Florida Solar Workers' Comp - Rates, Codes, and What You're Actually Paying For
Florida is one of the top three solar markets in the US. After the federal Inflation Reduction Act passed in 2022, residential solar installations accelerated dramatically - and the labor force building those systems grew with it. More installers means more workers' comp exposure, and carriers have been paying close attention to solar classification ever since.
The primary NCCI classification for rooftop solar PV installation is Code 5191 - Electrical Apparatus Installation/Low Voltage. The 2026 filed rate is $0.83/100 of payroll. Some carriers, particularly for residential solar with significant panel wiring, assign Code 5190 - Electrical Wiring within Buildings at $2.97/100 instead.
The difference between those two codes is not trivial at scale. A solar company with $500,000 in annual payroll is looking at a rate difference of $10,700/year between code 5190 and 5191. Knowing which code your carrier uses - and why - is part of managing your workers' comp cost.
| Code | Description | 2026 Rate | When Used |
|---|---|---|---|
| 5191 | Electrical Apparatus Installation/Low Voltage | $0.83 | Most rooftop solar PV - panels, inverters, DC wiring, monitoring systems |
| 5190 | Electrical Wiring within Buildings | $2.97 | Some carriers use for solar with substantial AC wiring inside structures |
The Real Risk: Falls, Heat, and the Florida Rooftop Environment
The #1 workers' comp claim type for solar installers is falls. Full stop. Rooftop solar means your crews are on pitched residential roofs or flat commercial roofs all day, carrying panels that weigh 40-50 lbs each, in Florida heat.

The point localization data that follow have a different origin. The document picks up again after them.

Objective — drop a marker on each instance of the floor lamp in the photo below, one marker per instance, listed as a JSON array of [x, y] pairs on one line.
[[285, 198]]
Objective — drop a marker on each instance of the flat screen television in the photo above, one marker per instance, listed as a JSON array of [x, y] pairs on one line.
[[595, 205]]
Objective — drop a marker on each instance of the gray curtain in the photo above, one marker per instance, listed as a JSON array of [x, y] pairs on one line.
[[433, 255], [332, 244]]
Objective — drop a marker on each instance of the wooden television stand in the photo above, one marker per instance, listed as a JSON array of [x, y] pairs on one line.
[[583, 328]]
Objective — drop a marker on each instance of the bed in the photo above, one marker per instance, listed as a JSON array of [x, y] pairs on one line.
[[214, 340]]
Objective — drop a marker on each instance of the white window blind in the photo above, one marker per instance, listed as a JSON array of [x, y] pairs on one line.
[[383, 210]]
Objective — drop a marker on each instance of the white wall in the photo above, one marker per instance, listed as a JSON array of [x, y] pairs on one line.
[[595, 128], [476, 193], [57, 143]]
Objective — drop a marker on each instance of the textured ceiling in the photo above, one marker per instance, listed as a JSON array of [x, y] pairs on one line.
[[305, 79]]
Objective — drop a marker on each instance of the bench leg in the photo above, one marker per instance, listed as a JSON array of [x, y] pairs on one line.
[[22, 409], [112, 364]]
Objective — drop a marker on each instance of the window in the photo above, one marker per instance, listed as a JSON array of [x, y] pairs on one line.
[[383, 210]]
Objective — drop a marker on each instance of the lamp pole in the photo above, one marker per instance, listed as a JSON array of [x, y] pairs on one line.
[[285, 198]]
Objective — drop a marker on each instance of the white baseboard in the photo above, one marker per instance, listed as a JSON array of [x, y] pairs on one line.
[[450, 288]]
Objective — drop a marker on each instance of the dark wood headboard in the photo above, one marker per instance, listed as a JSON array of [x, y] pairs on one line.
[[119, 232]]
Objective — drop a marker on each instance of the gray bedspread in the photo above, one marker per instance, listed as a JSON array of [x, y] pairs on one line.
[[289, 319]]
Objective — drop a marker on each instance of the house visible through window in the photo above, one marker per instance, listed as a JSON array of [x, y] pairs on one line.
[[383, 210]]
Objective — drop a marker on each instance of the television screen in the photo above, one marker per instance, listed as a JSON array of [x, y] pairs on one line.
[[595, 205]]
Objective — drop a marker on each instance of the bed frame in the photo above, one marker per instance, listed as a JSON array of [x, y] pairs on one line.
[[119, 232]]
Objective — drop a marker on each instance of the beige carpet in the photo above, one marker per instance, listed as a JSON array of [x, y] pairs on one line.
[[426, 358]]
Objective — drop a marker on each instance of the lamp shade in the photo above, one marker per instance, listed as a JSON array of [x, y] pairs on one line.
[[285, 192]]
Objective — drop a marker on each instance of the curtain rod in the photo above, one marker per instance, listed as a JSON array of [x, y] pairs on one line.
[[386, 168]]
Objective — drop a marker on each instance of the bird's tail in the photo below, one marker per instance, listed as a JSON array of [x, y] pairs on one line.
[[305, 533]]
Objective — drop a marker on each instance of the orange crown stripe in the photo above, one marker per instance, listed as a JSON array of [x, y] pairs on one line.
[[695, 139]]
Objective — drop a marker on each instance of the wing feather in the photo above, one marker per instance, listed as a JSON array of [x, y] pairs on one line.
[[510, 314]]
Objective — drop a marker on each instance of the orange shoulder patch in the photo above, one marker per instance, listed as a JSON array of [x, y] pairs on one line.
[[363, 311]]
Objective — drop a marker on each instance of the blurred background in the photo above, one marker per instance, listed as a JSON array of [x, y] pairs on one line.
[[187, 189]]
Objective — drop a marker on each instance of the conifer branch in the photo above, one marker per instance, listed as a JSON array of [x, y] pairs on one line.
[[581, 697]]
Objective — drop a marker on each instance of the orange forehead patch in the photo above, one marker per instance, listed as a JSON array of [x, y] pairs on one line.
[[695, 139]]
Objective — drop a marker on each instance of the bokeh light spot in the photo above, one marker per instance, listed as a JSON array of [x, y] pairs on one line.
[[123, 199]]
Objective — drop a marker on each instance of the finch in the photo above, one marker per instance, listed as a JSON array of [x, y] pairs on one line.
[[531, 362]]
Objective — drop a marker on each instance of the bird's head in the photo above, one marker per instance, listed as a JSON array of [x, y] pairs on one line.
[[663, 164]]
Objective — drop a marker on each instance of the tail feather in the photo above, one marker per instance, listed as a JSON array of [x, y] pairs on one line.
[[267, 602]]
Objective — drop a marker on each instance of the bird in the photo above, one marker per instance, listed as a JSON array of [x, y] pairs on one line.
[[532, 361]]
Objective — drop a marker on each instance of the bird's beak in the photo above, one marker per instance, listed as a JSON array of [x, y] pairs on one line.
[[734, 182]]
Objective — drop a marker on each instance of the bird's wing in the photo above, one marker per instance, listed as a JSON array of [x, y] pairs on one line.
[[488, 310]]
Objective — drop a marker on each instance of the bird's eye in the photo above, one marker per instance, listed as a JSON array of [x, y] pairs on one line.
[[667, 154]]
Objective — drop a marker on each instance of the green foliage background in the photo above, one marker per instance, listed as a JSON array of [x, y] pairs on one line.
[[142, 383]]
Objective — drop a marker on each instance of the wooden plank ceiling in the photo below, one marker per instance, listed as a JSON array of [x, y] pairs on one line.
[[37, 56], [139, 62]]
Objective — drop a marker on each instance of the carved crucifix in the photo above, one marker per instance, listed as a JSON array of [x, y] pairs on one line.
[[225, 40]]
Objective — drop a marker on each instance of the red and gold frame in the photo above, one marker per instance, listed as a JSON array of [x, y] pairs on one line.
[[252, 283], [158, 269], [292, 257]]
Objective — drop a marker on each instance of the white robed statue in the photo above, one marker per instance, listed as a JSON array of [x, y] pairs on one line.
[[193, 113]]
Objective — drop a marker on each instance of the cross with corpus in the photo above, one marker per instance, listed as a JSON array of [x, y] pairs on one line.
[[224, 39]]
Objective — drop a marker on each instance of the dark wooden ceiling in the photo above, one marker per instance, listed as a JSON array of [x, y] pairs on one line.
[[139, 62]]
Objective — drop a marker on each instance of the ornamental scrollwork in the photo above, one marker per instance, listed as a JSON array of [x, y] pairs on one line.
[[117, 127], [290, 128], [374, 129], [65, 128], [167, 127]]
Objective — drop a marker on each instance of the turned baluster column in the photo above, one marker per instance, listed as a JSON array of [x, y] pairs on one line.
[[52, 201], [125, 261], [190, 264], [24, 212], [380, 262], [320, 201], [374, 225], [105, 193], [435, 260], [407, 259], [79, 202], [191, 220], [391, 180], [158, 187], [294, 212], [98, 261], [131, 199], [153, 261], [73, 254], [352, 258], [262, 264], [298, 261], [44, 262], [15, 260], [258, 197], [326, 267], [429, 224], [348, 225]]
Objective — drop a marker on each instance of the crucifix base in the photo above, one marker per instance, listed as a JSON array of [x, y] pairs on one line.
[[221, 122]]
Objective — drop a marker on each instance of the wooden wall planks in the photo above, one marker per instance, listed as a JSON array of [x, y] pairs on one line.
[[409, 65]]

The combination of physical fatigue, heat, and roofline exposure produces falls that result in serious injuries.
- Rooftop falls - OSHA 1926 fall protection requirements apply. Residential roofs over 6 feet require fall protection; commercial roofs require it universally. Solar installation frequently happens on both. Citations are common; claims are expensive. A single rooftop fall with serious injury can exceed $200,000 in workers' comp costs.
- Heat illness - Florida solar installers work in direct sun, on surfaces that reflect and absorb heat simultaneously. A dark shingle roof in July in Central Florida can reach 170-180°F surface temperature. Working on that surface while carrying panels is extreme heat exposure. Heat exhaustion happens fast when workers are not acclimated or not hydrating properly.
- Panel handling injuries - cuts from panel frames and mounting hardware are frequent. Back and shoulder strain from repetitive lifting and positioning of panels on sloped surfaces is the second most common claim type after falls. Wrist and hand injuries from ratchet guns and conduit work round out the picture.
- Electrical hazards - solar panels generate DC current the moment sunlight hits them. There is no "off" switch for a panel exposed to light. Installers working on live DC circuits face shock exposure that differs from standard AC work. DC arc flash is also a different hazard than AC.
- Silica exposure - concrete tile roofs common in Florida require drilling for mounting hardware. Concrete dust contains crystalline silica. OSHA's silica rule applies; wet cutting methods and respiratory protection are required but not always followed.
Florida Solar Market - The Numbers Driving Your Risk Exposure
Florida installed more than 1.2 GW of new residential solar in 2023 alone, second only to California. FPL, Duke, and TECO territory each has specific interconnection requirements and net metering rules that affect how installations are wired and permitted - but they all use the same workers on the same rooftops. The post-IRA solar boom created a shortage of experienced installers, which means many crews include newer workers with less rooftop experience. That translates directly into higher claim frequency for growing solar companies.
Subcontractor relationships are common in solar - a solar sales company subbing installation to a separate crew is a setup that creates certificate of insurance problems. If the installation sub doesn't have workers' comp and a worker gets hurt, the general solar contractor is the backstop. Florida DFS does not view "they were a sub" as an excuse.